With my eyes closed tight and hands hanging on to the gas mask for dear life, I could feel the other midwife sticking her fingers down there to check my dilation. Then I heard her say “Too late already, cannot take the epidural already.” HOLY MOLY. What felt like two minutes later, I heard her say it again to I guess the other midwife? So I mustered whatever strength I had, pulled off the gasmask and said “Ok FINE, then don’t give it to me!” I was thinking to myself, oh my gosh, if this is the going to be the pain, I Can Do IT! Don’t ask me why I so gung-ho. The contractions came fast and I remember it really felt like Da Bian. And the pain was just beyond imagination. There were times I just felt like I was detached from my body. Midwife said, “Dont push girl, doctor coming ah!!” And I’m thinking to myself, what do you mean don’t push!? Midwife reading my mind said, “If you push, it will tear!” GOSH. Again, I pulled off the gasmask and said with as much strength as I could “WHERE’S DOCTOR?” “Coming, coming!” SERIOUSLY DUDE.

Then I heard Woody’s voice, and before I knew it, the sound “Snip, snip, snip” and then my baby’s glorious cries. My eyes were still tightly shut cause there was just so much pain. Then I felt like I was being poked by needles at regular intervals – turned out it was Woody sewing me up down there. So experienced mothers were right, the contractions are so painful that the episiotemy and the sewing are like… ant bites.

So there, that’s my birth story for number 2 – I did it! Natural with NO epidural. Haha, not by choice, but still it was surreal and ah-mazing.

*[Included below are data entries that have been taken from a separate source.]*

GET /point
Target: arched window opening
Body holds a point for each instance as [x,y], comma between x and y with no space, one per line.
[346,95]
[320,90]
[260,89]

23 mths 5 days update on E.

E can now more or less successfully tell us when he needs to poop. But no luck yet on the pee-ing though my MIL is trying to get him to tell us when he pee-pees. He’s also now able to string quite a few words together to express his thoughts. We’ve also stopped cooking him porridge ’cause apparently there was one day he told his granny “no porridge!” assertively. So now, he’s eating whatever the adults are eating (pretty much).

E has been taking well to his little brother, for now. Our intention was to have E sleep in his own room with my mum when we got back from the hospital. But he refused and cried for me. It really made me very emotional, not to mention, my hormones were all over the place post-partum. I felt like I was forcing him to grow up and I was really guilty about it. I’m more or less better about it now but I think the bigger problem is how are we going to cope with a super energetic 2-year-old toddler and a newborn that needs extra attention. My mum has been playing confinement nanny, so for now we have an extra pair of hands. My sisters have been uber sweet and dropping by over the weekends when they can to take some of the baby-sitting duties with E. But yea, after the confinement, we are pretty much on our own. And that, ladies and gentlemen, requires a plan and a strategy if we are going to stick it out without a helper.